Sick Leave

by Project0506



Category: Marvel Cinematic Universe
Genre: Gen, mentioned hurt, mostly comfort
Language: English
Status: Completed
Published: 2019-09-15
Updated: 2019-09-15
Packaged: 2020-10-19 11:16:33
Rating: General Audiences
Warnings: No Archive Warnings Apply
Chapters: 1
Words: 1,111
Publisher: archiveofourown.org
Story URL: https://archiveofourown.org/works/20656349
Author URL: https://archiveofourown.org/users/Project0506/pseuds/Project0506
Summary: In which Phil's sick leave is strictly enforced.





	Sick Leave

**Author's Note:**

  * For [Eridell](https://archiveofourown.org/users/Eridell/gifts).

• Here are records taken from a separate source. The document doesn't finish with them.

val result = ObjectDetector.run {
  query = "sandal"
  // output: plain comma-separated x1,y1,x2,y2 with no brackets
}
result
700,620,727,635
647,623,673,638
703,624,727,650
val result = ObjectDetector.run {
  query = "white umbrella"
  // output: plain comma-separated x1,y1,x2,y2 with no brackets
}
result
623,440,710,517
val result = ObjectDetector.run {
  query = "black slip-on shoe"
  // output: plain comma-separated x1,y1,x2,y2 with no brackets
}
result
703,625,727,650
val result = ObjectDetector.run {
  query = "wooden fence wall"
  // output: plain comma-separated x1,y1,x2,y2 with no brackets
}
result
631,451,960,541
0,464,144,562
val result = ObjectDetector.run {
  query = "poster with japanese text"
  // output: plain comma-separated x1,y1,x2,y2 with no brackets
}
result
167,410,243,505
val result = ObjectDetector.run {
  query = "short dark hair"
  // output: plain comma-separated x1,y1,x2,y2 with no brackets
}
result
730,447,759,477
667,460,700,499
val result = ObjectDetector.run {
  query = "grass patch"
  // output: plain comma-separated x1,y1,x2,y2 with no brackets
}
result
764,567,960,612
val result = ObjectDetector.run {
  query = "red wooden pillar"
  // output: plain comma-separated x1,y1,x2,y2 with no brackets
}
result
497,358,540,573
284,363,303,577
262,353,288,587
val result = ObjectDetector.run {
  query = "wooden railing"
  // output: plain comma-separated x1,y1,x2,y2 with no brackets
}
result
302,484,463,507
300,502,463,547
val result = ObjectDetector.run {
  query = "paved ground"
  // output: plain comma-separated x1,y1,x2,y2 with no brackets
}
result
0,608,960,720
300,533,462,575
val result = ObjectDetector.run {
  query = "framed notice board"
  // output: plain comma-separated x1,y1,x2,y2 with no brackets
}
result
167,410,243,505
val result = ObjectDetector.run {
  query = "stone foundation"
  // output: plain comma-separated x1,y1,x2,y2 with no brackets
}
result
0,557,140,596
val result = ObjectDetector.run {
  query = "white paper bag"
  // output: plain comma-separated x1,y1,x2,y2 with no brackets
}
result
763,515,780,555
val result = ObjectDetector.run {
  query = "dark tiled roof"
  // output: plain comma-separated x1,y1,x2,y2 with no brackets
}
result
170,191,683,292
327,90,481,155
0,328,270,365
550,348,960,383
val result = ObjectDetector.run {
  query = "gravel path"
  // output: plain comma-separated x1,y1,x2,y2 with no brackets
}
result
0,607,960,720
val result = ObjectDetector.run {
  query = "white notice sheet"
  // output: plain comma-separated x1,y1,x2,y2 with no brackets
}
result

With his neat dark suit and accountant-glasses, Coulson blended easily into the surge of office workers flowing in predetermined patterns along hallways and into the elevators at either end of the cubicle farms. Each step was timed perfectly and spaced precisely; with the grace of a dancer he whirled to the side in a trajectory that neatly routed him around the two people who'd be able to pick out that he didn't belong. The long way added an extra six minutes to his ETA: nothing he hadn't prepared for. A series of stairwells, slipping in and out of blind spots and interspaced with floor-crossing, wound him a floor above his final destination. The men's room here was sandwiched between the janitor's mop-washing/cleaning products storage and the HVAC control room. More importantly it was directly below the major cold air duct running lenthwise and down the entire building.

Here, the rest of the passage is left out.